1998 Summer Institute || Participant Projects || List of Participants || Sum98 Staff || Agenda

## A data-collecting class activity

#### Margaret Sinclair

When doing statistics units with grade 9's I used to assign them to conduct a survey and bring in the results so the class could find mean, median and mode, construct histograms and produce graphs. It was often frustrating if the students didn't do their homework or collected such a small survey that trends weren't noticeable. Using data from databases was one solution but it usually didn't hold their attention.

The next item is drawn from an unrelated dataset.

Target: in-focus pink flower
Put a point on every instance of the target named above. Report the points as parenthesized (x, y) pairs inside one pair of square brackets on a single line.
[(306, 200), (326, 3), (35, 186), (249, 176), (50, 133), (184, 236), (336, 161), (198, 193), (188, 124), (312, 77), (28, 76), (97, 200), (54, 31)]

The solution for me has been to collect data from class members as an in-class activity. This produces thirty-two answers (if there are two classes the data can be pooled) to assorted questions, carefuly chosen to ensure that some data will be categorical, some will provide integer results and some will offer continuous results. At the same time I include some questions that require students to get out of their seats and cooperate with others in groups, such as counting situps, timing pulses, and measuring jumps. This has made the activity a favorite with my students.

### Logistics

As you can see from the table below, I write three questions in 8 groups, A to H - one a categorical question such as "What's your favorite animal?", one such as "How many phones do you have?" that will produce integer answers, and one such as "How many centimeters can you jump?" that produces continuous data. I divide the class into eight groups of four and call them A, B, C, .... H. Each student answers all 24 questions. Group A is then given all the answers to the questions in section A, Group B gets the answers in B, and so forth.

In groups, the students tally the results and then determine the most effective ways to present and analyse their data. They are required to use at least three different display techniques and to find any measures of central tendency that are appropriate. (This provides a good opportunity to point out that you can't have a mean "favorite animal.") The groups then present their finished projects to the class.

This unit usually takes three classes to complete. The first day we collect the data; the second day the students work in their groups on their graphs, charts and calculations; and the third day is for presentations.

On Tuesday afternoon Margaret presented this activity to the Sum98 onsite participants. We were divided into groups to complete the questionnaires, and after each individual had answered the questions (measuring in centimeters, with much jumping up and down and energetic situps around the sides of the room), we were split into four subgroups (A and C, B and D, E and G, F and H), and each of the four groups got one of the subgroups of questions and responses to analyze.

Margaret noted that this activity lends itself nicely to speadsheet and group work. Participants decided on and then drew up different kinds of graphs to represent the data. Afterwards, participants discussed how the web could facilitate this kind of data-collecting activity, which resulted in an ongoing discussion thread in geometry-institutes.